While there was a lull in customers, Jess told me about the man who came in several nights before, so drunk that he went to the bathroom on the floor, between the refridgerated beers and coctail mixers section. Or the numerous times she's felt uncomfortable while waiting on some male who stares for too long or tells her too much information about his life as a construction worker and how nice she'd look sitting in his '98 Ford Pick-Up. She'd look real nice.

I thought about the people who had come into Hy-Vee, only able to buy the saran wrapped cheese that our meat department put out especially for food stamp customers. I smelled the distinct smell of encrusted body odor as they leaned in to ask how much a porterhouse steak would cost, knowing they wouldn't be able to get it. Were they like the man who spent his last penny on a pack of cigarrettes?

I thought of my meat department co-worker who was pregnant and only working a few days a week while her abusive boyfriend worked for minimum wage as a hotel clerk down the street. And just the other day was seen at My Bar taking shots and smoking. Was she to be the alcoholic mother that left her daughter outside while she fed her addiction?

Was this the effect that poverty had on small towns?

College towns like Lawrence and Columbia have drunken frat guys getting trashed on the weekends. And so do we, granted they may have excellent vocabulary in the process. But Kirksville does not have 24 hour diners to prove its college loyalty. We chased out the only "vintage" clothing shop in town leaving Christian charity thrift stores where toothless women scavenge for a sequined Christmas sweater. We only have one true college-like coffee shop, a sign that this most certainly is not a college town. Our sense of community has a dual relationship.

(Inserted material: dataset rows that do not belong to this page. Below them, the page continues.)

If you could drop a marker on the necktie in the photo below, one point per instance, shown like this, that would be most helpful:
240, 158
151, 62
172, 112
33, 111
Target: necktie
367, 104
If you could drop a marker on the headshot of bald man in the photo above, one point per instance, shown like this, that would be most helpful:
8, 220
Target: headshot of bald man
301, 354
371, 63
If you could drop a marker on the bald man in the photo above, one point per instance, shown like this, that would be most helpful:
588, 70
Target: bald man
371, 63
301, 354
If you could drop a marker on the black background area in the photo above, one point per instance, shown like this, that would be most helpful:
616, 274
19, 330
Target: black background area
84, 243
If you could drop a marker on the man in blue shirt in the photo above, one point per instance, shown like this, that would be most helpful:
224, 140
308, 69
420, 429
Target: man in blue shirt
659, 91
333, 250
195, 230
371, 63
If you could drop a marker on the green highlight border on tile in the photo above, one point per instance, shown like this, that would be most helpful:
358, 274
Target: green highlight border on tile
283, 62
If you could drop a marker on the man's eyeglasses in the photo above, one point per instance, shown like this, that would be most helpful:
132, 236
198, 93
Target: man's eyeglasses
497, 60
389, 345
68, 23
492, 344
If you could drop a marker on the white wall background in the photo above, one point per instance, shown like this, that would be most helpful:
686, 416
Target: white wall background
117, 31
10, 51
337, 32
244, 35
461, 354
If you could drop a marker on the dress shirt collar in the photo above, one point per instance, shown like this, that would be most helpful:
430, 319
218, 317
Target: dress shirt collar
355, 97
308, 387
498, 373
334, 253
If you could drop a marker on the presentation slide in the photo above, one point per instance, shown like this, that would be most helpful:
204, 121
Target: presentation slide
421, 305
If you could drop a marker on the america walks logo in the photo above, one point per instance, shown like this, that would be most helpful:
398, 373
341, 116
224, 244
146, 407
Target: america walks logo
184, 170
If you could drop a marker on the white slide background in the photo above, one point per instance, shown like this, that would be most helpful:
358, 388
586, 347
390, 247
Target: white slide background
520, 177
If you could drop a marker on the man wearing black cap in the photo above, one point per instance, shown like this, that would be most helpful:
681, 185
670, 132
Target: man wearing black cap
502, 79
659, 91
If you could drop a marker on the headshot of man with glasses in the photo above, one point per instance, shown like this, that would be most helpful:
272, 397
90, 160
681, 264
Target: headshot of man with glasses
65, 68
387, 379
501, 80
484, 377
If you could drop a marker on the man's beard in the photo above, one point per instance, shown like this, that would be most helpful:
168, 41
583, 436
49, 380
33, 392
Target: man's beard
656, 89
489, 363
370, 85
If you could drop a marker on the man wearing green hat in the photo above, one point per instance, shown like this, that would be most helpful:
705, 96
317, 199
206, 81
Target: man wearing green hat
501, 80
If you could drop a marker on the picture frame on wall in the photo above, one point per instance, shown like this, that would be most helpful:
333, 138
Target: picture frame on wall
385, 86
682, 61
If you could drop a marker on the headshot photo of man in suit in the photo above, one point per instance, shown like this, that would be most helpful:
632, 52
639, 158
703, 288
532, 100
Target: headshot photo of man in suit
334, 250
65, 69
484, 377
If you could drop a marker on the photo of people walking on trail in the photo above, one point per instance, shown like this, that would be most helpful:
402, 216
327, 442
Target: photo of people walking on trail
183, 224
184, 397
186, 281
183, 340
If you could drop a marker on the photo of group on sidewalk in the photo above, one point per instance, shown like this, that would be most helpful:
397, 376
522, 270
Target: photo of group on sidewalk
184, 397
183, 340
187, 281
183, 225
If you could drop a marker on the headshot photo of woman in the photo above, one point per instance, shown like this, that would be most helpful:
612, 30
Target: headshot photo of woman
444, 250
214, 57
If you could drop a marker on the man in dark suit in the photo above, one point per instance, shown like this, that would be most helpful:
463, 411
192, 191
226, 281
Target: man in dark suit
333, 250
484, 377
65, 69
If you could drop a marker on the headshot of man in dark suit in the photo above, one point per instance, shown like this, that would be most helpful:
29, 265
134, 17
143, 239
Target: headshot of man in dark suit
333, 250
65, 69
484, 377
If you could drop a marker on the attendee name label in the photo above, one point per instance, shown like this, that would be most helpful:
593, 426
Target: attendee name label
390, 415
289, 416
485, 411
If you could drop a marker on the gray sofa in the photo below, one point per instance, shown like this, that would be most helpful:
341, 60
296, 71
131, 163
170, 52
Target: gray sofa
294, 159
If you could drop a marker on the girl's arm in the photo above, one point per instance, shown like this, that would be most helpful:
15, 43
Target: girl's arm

There's Truman State University. And there's everybody else.

For some, Kirksville has division and resentment between those that come in with their liberal thinking and "loose morals" and those that would rather Kirksville be a retirement home for the country Catholics and blue collar employees whose Hollister jobs are being outsourced. College kids are the nuisances voting in their elections and politicizing their town only to leave in four years for jobs that pay twice the amount of money they make. Yet, we also support their economy. And so this cycle of love hate continues.

I found evidence of this when I thought back to the summer I stayed in Kirksville to work. Everyone at Wal-Mart, the social center of small town life, smiled and said "hello." People looked happy. The permanent residents had control of their own town. Yet, there was no money to be made with the rest of Truman gone. And I felt the tension grow and the looks turn more disdainful as August approached and Walgreens put out its "Welcome Truman Students" sign. The demoralizers were back. And I was just another college student.

Thinking of this daunting information, I sighed with relief when I saw the next customers come in. An elderly couple buying wine for their anniversary dinner. They were followed by two frat guys buying a 24-pack of Budweiser.

Ah, familiar territory. Something I understand.